Maria and Itt plan to open a Thai massage spa in Kirov.
“I got a Thai massage license so I’m prepared. I can go anywhere with her, no matter how cold it is. Russians have a saying that there’s no feeling cold as long as you have good coats,” Itt said, laughing.
The couple had two wedding ceremonies: Maria’s blog includes photos from small ceremony in Kirov two years ago and a big Bangkok wedding in November 2016. Those interested in #IttandMasha’s story can follow them at their hashtag and her Instagram.
Eddy tells everyone his April 22 wedding to Natasha will incorporate Thai and Catholic ceremonies.
“I don’t care what nation she’s from. She could be Vietnamese or Russian or anything. I don’t care if she can speak Thai or not. I love her, and that’s all that matters,” Eddy said.

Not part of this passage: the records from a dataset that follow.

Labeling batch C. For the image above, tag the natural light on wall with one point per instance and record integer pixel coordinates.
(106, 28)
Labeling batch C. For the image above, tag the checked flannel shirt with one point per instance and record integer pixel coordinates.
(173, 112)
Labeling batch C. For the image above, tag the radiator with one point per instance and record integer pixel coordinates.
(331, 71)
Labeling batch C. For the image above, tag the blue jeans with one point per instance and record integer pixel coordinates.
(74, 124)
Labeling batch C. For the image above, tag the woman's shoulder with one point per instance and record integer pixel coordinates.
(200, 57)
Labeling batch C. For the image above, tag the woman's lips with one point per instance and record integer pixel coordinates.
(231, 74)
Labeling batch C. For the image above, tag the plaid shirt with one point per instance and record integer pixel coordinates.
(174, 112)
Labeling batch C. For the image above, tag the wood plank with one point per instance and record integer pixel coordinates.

Shawna teaches at International Community School while Tup is a pastor at a local church.
“We just need to love them; no one is perfect. If we put love in the center, everything will turn out to be the best for us,” Tup said.
On Koh Mak, Jae wakes late in the morning, plays with his daughter James Ivonne Sittisarigorn, 1, and does some commissioned paintings before opening his bar at 6pm.
“It’s so magical when someone from two different countries can share a life where what’s mine is hers, and what’s hers is mine,” Jae said. “We met, extended bridges to each other, went through hardships together and from that we grew to love.”
“We’re in love, and we live in paradise,” Maaike said. “I had to decide to spend the rest of my life in Thailand. All this made it easy.”